Rivers are significant geomorphological agents, they show an amazing diversity of form and behaviour and transfer water and sediment from the land surface to the oceans. This book examines how river systems respond to environmental change and why this understanding is needed for successful river management. Highly dynamic in nature, river channels adjust and evolve over timescales that range from hours to tens of thousands of years or more, and are found in a wide range of environments.

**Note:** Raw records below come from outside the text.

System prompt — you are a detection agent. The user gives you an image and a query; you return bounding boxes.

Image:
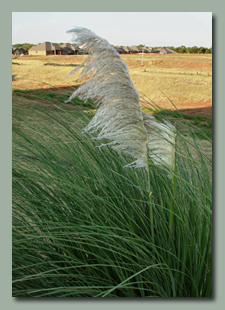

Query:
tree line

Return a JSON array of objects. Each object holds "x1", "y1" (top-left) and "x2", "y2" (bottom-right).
[
  {"x1": 14, "y1": 43, "x2": 212, "y2": 54},
  {"x1": 138, "y1": 44, "x2": 212, "y2": 54}
]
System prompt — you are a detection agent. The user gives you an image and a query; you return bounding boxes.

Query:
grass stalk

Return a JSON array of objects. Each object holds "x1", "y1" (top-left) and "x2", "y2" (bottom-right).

This book provides a comprehensive overview of recent developments in river channel management, clearly illustrating why an understanding of fluvial geomorphology is vital in channel preservation, environmentally sensitive design and the restoration of degraded river channels.
It covers:
flow and sediment regimes: flow generation; flow regimes; sediment sources, transfer and yield
channel processes: flow characteristics; processes of erosion and sediment transport; interactions between flow and the channel boundary; deposition
channel form and behaviour: controls on channel form; channel adjustments; floodplain development; form and behaviour of alluvial and bedrock channels
response to change: how channels have responded to past environmental change; impacts of human activity; reconstructing past changes
river management: the fluvial hydrosystem; environmental degradation; environmentally sensitive engineering techniques; river restoration; the role of the fluvial geomorphologist.
Fundamentals of Fluvial Geomorphology is an indispensable text for undergraduate students. It provides straightforward explanations for important concepts and mathematical formulae, backed up with conceptual diagrams and appropriate examples from around the world to show what they actually mean and why they are important. A colour plate section also shows spectacular examples of fluvial diversity.